Après le succès du 1er album, étrange et inimitable, la voie du Floyd semblait toute tracée. Mais voilà, Syd Barrett, son leader et principale inspiration du groupe, est de plus en plus incontrôlable et vit dans une dimension parallèle (conséquence de ses abus et peut-être aussi de problèmes psychologiques antérieurs, l’un n’arrangeant pas l’autre). Il fait des blagues aux 3 autres membres pendant les répétitions, devient catatonique pendant les concerts (quand il n’oublie pas de venir !), peut jouer une seule note durant un concert, se barre au milieu d’une importante session radio de la BBC et il daigne à peine bouger les lèvres pendant un play-back télé dans l’émission American Bandstand. Même le garder comme simple auteur-compositeur, ce qui avait était envisagé par Waters au départ, n’est plus envisageable. En tout cas, la décision est prise de le remplacer en mars 68 (ils y pensaient depuis quelques mois). Barrett va quand même participer au 2e album du groupe bien que sa présence soit limitée.

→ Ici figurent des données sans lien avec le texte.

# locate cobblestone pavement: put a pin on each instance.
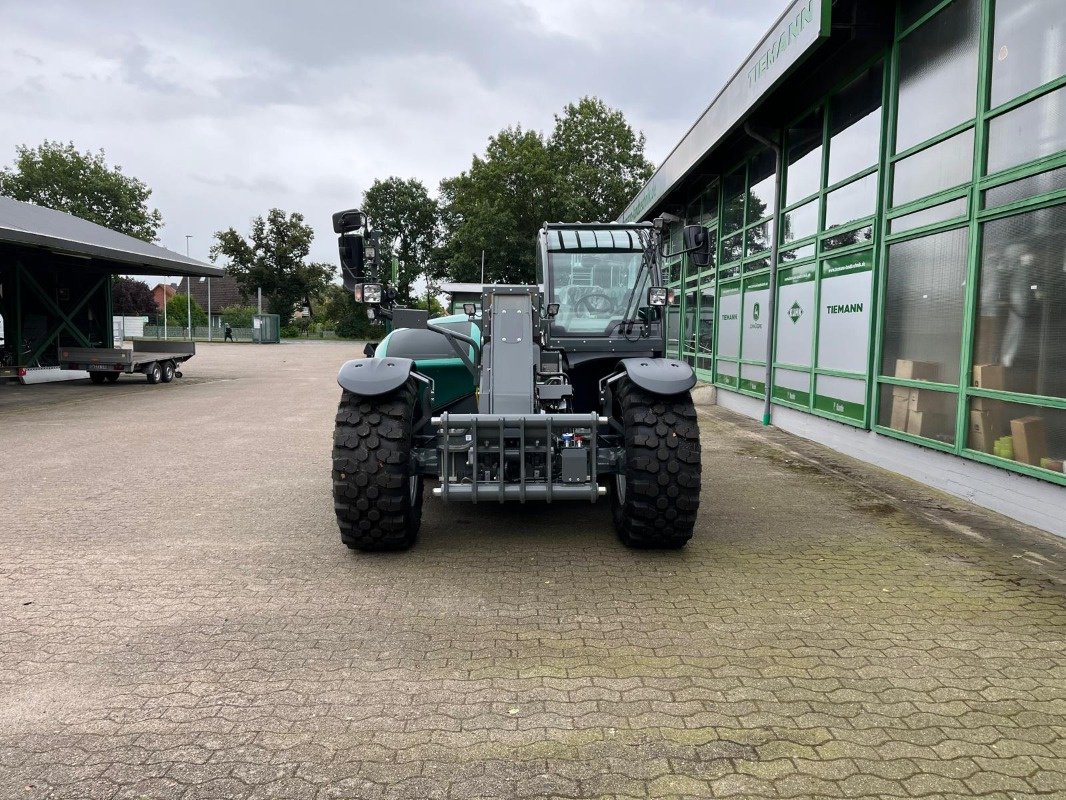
(179, 620)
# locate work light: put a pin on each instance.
(368, 293)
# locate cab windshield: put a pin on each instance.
(596, 289)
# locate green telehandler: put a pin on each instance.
(552, 392)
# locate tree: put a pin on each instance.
(599, 160)
(273, 258)
(497, 207)
(406, 219)
(177, 312)
(131, 298)
(57, 176)
(587, 170)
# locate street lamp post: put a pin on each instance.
(189, 292)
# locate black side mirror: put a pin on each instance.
(352, 264)
(697, 244)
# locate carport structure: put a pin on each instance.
(55, 275)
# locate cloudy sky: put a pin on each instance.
(228, 109)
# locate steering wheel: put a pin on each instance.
(601, 306)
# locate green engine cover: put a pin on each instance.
(435, 358)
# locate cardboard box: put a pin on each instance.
(1030, 440)
(984, 431)
(930, 400)
(990, 377)
(901, 405)
(930, 424)
(917, 370)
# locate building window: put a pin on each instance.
(923, 307)
(1029, 47)
(941, 166)
(1021, 307)
(938, 75)
(855, 126)
(1028, 132)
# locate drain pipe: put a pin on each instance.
(772, 305)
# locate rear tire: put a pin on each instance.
(656, 499)
(377, 495)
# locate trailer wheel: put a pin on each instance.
(377, 494)
(656, 498)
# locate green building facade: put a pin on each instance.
(919, 206)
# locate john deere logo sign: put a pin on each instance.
(845, 308)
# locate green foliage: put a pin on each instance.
(57, 176)
(587, 170)
(406, 219)
(131, 298)
(274, 258)
(177, 312)
(238, 316)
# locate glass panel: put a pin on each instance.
(1028, 434)
(941, 166)
(805, 252)
(923, 307)
(757, 238)
(1021, 307)
(929, 216)
(852, 202)
(938, 75)
(732, 248)
(1034, 185)
(732, 217)
(804, 175)
(919, 412)
(855, 126)
(1028, 46)
(800, 222)
(705, 336)
(1037, 128)
(760, 200)
(911, 11)
(851, 237)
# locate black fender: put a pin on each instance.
(374, 377)
(660, 376)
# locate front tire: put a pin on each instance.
(377, 495)
(655, 500)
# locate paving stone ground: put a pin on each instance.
(179, 620)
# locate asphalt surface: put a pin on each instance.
(179, 620)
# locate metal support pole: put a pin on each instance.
(772, 322)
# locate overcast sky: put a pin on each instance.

Ce disque voit aussi la venue de son remplaçant en la personne de David Gilmour, un vieil ami musicien de Cambridge. L’intégration de Gilmour au sein du Floydest progressive. En janvier, Roger Waters invite David à les rejoindre tout d’abord sur scène pendant que Syd garde son rôle de chanteur. La maison de disques peine à préserver le même intérêt pour le groupe lorsqu'elle apprend que ses membres prévoient de mettre à la porte Barrett, déjà considéré comme son leader. C’est en avril 68 que commence l’élaboration de ce nouvel album, entre noirceur et psychédélisme. Une seule de ses compositions, “Jugband Blues”, se retrouvera sur « A Saucerful of Secrets » (Waters en rejette deux autres – largement piratées depuis–, les envoûtantes “Vegetable Man” et “Scream Thy Last Scream”). L’album semble enregistré à la va-vite, mais on y entend les autres membres du groupe arriver à maturité en tant qu’auteurs de chansons. Un des sommets est “Remember a Day”, de Wright, sur lequel on retrouve la superbe guitare slide de Barrett qui donne des frissons et trace une ligne de partage entre sa pop elliptique, fantasque, onirique et le psychédélisme plus contrôlé qui viendra plus tard ; « Set the Controls for the Heart of the Sun”, de Waters, est un autre chef d’œuvre et il annonce ainsi les voyages à venir vers les espaces lointains, avec ses volutes d’orgue, de vibraphone et de grosse caisse. Le morceau éponyme, un instrumental de douze minutes de tension intense et à l’orchestration riche se terminant par un splendide son d’orgue planant typiquement “Pinkfloydien” et de magnifiques choeurs, donne sans mal l’impression de l’envol d’une Soucoupe de secrets. Mais le moment le plus déjanté et le plus émouvant en même temps est bien « Jugband Blues » qui termine l’album comme un adieu de Syd, sur fond de fanfare militaire. Quant aux paroles de cette chanson, elles sont bouleversantes : “I’m most obliged to you for making it clear that I’m not here” [Je vous suis très reconnaissant de bien faire comprendre que je ne suis pas là], chante Barrett, comme s’il prenait la porte pour sortir. Le groupe ne sera plus jamais le même. Cet album pouvait-il se conclure par un autre morceau ?
« A Saucerful of secrets » garde un côté obscur, mystérieux et touchant. Le Floyd est obligé désormais de se débrouiller sans son leader charismatique. Gilmour prend ses marques avec brio (le final de « Let there be more light » par exemple). Tout n’est pas parfait et ne pouvait pas l’être vu les circonstances de ces sessions mais une nouvelle aventure commençait, encore incertaine à ce moment-là. Beaucoup de fans du 1er album décidaient de se détourner du groupe, sa maison de disques avait aussi de sérieux doutes quant à l’avenir. Cependant, les 4 musiciens y croyaient plus que jamais et en écoutant cet album, on voit bien une nouvelle route se profiler à l’horizon.